Ragan’s not entirely sure why he’s always been good on NASCAR’s fastest tracks. He speculates it might be because he learned to race in close quarters in cars that weren’t always capable of simply pulling out and powering into the lead. He learned the hard way. Everything seemed to be a struggle.

“I didn’t have the fastest cars my first few times at those tracks,” he said. “I was in the ARCA series and had to learn patience. I had to make sure the move I was planning would work. Maybe I wasn’t as aggressive as some other people, but you can’t take foolish chances when you don’t have a fast car. Once I got in good cars, I was able to use what I had learned coming up. I felt comfortable and confident at those tracks.”

Ragan’s maiden victory came in his 163rd start, about four-and-a-half seasons after replacing the legendary Mark Martin at Roush-Fenway. He got there after prepping for five years in ARCA, Truck, and Xfinity for several mid-level owners. With veteran crew chief Jimmy Fennig calling the shots at RFR, the team struggled from the start. Ragan wasn’t surprised when he was released after the 2011 season.

“We hadn’t performed up to expectations,” he acknowledged. “Our best season was 2008 (six top-5s, 14 top-10s, 13th in points) and our sponsor (UPS) probably wasn’t coming back, anyway. We just didn’t win early enough. By July, when we won at Daytona, I think it was already decided that I wasn’t coming back. It might have helped if I’d won earlier with Jack or if I’d won that year’s Daytona 500.”

Instead, Ragan was cut loose in favor of Ricky Stenhouse. Only 25 at the time, he signed with Front Row, where he won the May 2013 Aaron’s 499 at Talladega. He ran several more seasons for the Bob Jenkins-owned, Ford-based team before stepping away from full-time racing after 2019. Nowadays he’s a test driver for NASCAR and Ford Racing, appears often on FOX Sports’ NASCAR programs, and manages some real estate in Charlotte. Mostly, though, he stays busy and happy with his family.

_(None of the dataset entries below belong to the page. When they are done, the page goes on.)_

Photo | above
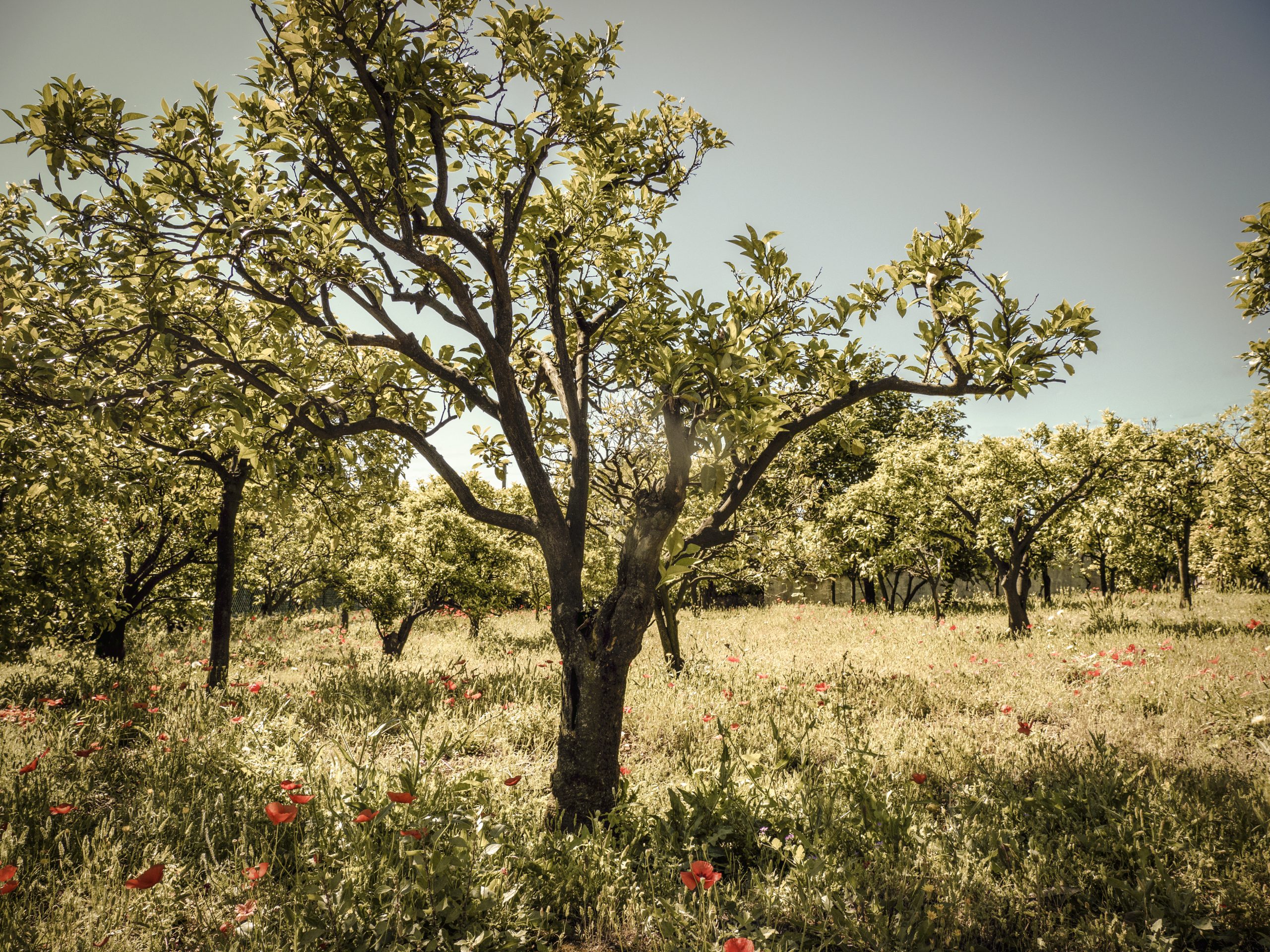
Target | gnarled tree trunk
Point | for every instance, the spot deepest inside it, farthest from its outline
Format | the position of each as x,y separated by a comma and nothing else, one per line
223,599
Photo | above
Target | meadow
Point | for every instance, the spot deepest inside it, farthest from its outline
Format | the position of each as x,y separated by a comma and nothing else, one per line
860,781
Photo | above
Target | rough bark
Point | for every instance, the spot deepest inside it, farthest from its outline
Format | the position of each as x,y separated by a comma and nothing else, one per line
394,643
1184,577
223,599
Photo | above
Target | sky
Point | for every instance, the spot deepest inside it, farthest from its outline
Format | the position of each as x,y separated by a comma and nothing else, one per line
1110,145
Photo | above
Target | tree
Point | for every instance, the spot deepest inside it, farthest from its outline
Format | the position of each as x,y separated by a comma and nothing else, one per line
473,171
1167,489
1251,285
1010,490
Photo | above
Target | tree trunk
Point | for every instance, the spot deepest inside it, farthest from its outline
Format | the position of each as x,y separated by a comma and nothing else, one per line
110,639
1016,603
668,629
223,601
395,640
1184,577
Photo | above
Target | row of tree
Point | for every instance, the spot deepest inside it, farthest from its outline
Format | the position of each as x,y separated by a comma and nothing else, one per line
425,212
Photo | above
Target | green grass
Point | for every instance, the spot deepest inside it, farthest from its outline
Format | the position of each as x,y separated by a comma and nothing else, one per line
1133,815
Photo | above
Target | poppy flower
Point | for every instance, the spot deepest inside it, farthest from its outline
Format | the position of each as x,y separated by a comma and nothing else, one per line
145,880
700,874
280,813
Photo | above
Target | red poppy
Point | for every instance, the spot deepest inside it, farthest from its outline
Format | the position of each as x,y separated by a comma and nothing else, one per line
700,873
145,880
280,813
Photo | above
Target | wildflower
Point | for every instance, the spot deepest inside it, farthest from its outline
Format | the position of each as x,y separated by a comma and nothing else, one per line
280,813
255,873
145,880
700,873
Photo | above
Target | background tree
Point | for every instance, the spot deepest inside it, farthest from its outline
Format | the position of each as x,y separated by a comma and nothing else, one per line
474,171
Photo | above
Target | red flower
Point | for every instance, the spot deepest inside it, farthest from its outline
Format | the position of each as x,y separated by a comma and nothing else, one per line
700,873
145,880
281,813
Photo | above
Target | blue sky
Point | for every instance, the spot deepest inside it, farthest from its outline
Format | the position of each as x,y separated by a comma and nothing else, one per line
1112,148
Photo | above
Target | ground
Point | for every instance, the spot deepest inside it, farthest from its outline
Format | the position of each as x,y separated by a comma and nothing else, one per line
859,780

And at least there’s this: Ragan got two trophies for winning the Coke Zero 400. Somehow, in the chaos and confusion and celebration of that first victory, the winner’s trophy was knocked over and broke. The speedway not only gave Ragan an identical replacement, but let him keep the original as well.

“No matter,” he said, “that was a very special night for me and my family. And not many drivers have two trophies for winning the same race.”